Quando riacquistò i sensi Caleb non sentì male, ma aveva la testa ovattata, come se fosse stata piena di batuffoli di stoffa.
Sapeva cosa gli era successo e sapeva che l'unica cosa che teneva il dolore sotto controllo era la stessa che gli impediva di pensare con lucidità.

«Ti senti bene?» chiese qualcuno.
Caleb aprì un occhio, l'altro rimase chiuso come se fosse incollato. Seduto davanti a lui, in ginocchio, c'era una donna.
La prima cosa che pensò fu: che occhi meravigliosi.
Erano grandi e profondi, sormontati da lunghe ciglia scure. Le pupille, invece, erano di un abbagliante color dorato, simili a monete d'oro zecchino. Era possibile avere degli occhi del genere? Era umano possederli?

La seconda cosa che pensò fu: che diavolo ha in faccia?
Il suo viso era talmente vicino a lui che Caleb riuscì ad individuare solo qualcosa attraverso il suo occhio offuscato. Sulla carnagione scura come ebano spiccava, proprio in mezzo alla fronte, una grande pietra azzurra a forma romboidale e talmente brillante da accecarlo in un breve momento.
Caleb si chiese se stesse sognando. Forse la sua faccia era stata decorata. Ne aveva viste molte di donne che portavano gioielli e cristalli attaccati alla pelle del corpo. Purtroppo quelli erano più difficili da rubare...

«Su» lo incitò muovendo le labbra, lisce e carnose. «Muoviti, forza.»
Caleb avrebbe voluto dire qualcosa, ma riuscì soltanto a gemere. Era così malconcio che gli faceva male persino respirare. La vista gli si annebbiò e chiuse gli occhi, cercando di far smettere allo spazio intorno a lui di girare. Aveva la nausea. O forse era il dolore.
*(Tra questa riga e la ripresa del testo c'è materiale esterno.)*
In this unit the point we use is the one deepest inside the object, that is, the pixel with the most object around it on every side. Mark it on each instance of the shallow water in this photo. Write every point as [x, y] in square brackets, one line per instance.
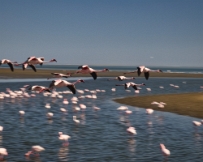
[101, 135]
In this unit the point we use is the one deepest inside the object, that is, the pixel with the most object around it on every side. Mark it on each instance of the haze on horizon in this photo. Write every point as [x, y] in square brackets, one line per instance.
[107, 32]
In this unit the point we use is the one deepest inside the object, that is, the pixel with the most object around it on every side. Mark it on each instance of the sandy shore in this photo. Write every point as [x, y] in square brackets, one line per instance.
[190, 104]
[29, 73]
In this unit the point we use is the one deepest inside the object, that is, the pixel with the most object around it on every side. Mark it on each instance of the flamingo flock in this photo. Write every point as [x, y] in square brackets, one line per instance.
[50, 90]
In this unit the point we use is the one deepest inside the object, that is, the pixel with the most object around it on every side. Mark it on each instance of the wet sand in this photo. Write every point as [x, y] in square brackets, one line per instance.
[190, 104]
[6, 73]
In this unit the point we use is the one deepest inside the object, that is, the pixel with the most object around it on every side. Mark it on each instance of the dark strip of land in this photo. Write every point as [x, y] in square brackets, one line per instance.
[41, 73]
[190, 104]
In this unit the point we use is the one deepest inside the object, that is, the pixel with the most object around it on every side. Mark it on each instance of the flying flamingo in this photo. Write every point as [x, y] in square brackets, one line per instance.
[164, 150]
[121, 78]
[31, 61]
[131, 130]
[145, 70]
[128, 84]
[3, 152]
[38, 88]
[64, 137]
[64, 83]
[85, 69]
[60, 75]
[10, 63]
[35, 150]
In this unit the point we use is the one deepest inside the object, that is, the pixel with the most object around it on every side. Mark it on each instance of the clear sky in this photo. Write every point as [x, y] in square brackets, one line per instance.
[103, 32]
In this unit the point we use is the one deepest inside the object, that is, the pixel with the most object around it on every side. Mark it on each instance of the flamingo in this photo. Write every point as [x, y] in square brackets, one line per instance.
[64, 137]
[35, 150]
[60, 75]
[22, 113]
[10, 63]
[64, 83]
[31, 61]
[121, 78]
[50, 115]
[76, 120]
[149, 111]
[39, 88]
[128, 84]
[164, 150]
[145, 70]
[85, 69]
[131, 130]
[196, 123]
[3, 152]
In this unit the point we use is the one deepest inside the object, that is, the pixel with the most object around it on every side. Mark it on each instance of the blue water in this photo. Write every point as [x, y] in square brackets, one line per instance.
[120, 68]
[101, 135]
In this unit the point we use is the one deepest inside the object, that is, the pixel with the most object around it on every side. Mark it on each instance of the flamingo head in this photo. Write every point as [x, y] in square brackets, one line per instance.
[81, 80]
[162, 146]
[28, 153]
[53, 60]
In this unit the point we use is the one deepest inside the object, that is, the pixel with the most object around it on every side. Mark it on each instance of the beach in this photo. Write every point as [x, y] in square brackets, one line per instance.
[190, 104]
[6, 73]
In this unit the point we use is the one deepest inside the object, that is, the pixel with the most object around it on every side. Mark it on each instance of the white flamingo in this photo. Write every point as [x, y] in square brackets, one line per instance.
[128, 84]
[64, 83]
[32, 61]
[35, 150]
[85, 69]
[145, 70]
[64, 138]
[3, 152]
[60, 75]
[38, 88]
[131, 130]
[121, 78]
[10, 63]
[164, 150]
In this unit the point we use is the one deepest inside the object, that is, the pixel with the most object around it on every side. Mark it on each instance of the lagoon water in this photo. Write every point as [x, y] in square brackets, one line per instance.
[101, 136]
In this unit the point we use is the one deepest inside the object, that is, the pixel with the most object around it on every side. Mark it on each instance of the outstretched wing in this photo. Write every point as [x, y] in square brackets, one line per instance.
[72, 88]
[146, 74]
[33, 67]
[140, 70]
[11, 66]
[94, 75]
[52, 84]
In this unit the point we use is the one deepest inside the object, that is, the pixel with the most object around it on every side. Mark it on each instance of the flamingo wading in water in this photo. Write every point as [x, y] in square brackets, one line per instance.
[128, 84]
[60, 75]
[121, 78]
[32, 61]
[10, 63]
[85, 69]
[64, 83]
[145, 70]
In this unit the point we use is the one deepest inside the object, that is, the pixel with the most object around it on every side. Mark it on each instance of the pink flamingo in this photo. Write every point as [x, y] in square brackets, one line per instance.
[31, 61]
[145, 70]
[60, 75]
[85, 69]
[10, 63]
[3, 152]
[128, 84]
[64, 83]
[64, 137]
[35, 150]
[164, 150]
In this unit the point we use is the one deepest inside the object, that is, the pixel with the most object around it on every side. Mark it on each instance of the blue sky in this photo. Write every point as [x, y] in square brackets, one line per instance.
[103, 32]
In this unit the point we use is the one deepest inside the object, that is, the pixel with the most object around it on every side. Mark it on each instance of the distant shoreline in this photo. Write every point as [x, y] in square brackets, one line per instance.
[189, 104]
[6, 73]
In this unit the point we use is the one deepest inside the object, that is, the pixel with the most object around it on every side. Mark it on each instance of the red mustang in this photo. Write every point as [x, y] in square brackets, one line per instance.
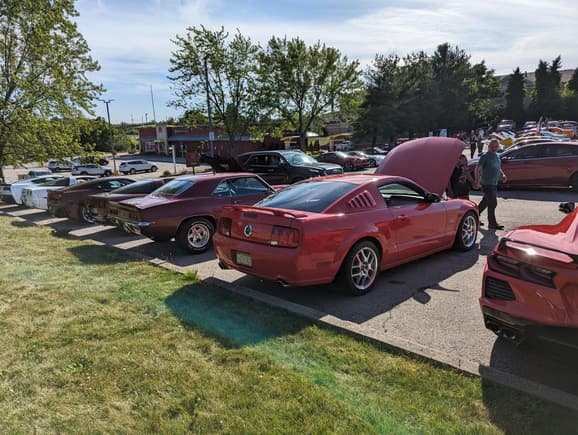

Caleb non distingueva più niente.
La Maschera e il Verme Nero erano spariti, appurò con sollievo. Cercò di parlare di nuovo, ma aveva la bocca intorpidita e la sua saliva aveva il sapore ferroso del sangue. La donna tirò fuori una piccola bisaccia d'acqua, inumidì un panno e glielo passò sul viso, cercando di pulirlo dalla sporcizia e dal sangue secco incrostato nella sua pelle. Abbandonò un flebile sospiro di sollievo quando il tessuto fresco lo toccò. Si sentiva in fiamme, ovunque, come se lo avessero bruciato sul rogo, come se fosse avvolto da filo spinato rovente. Non aveva mai avuto così caldo in vita sua come in quel momento.

«Sai dirmi il tuo nome?» chiese di nuovo la donna. La sua voce era insistente, piena di calda comprensione. La guardò e Caleb si chiese se quella pietra blu fosse una specie di effetto ottico, causato dalle botte appena prese. Gli vennero in mente tutti quei colori nei suoi occhi quando la Maschera lo aveva pestato. Forse non se n'erano ancora andati quei colori. Forse se li stava solo immaginando.
«C...eb...» cercò di mormorare, parlando così piano che a malapena sentì lui la propria voce. «Cal-eb.»
La donna davanti a lui annuì. Aveva solo il viso scoperto, tutto il resto era avvolto da uno scialle di un tenue color cielo. Persino la testa restava riparata sotto il tessuto chiaro, dove dei folti capelli castani screziati d'oro cadevano sulle sue spalle con onde vaporose.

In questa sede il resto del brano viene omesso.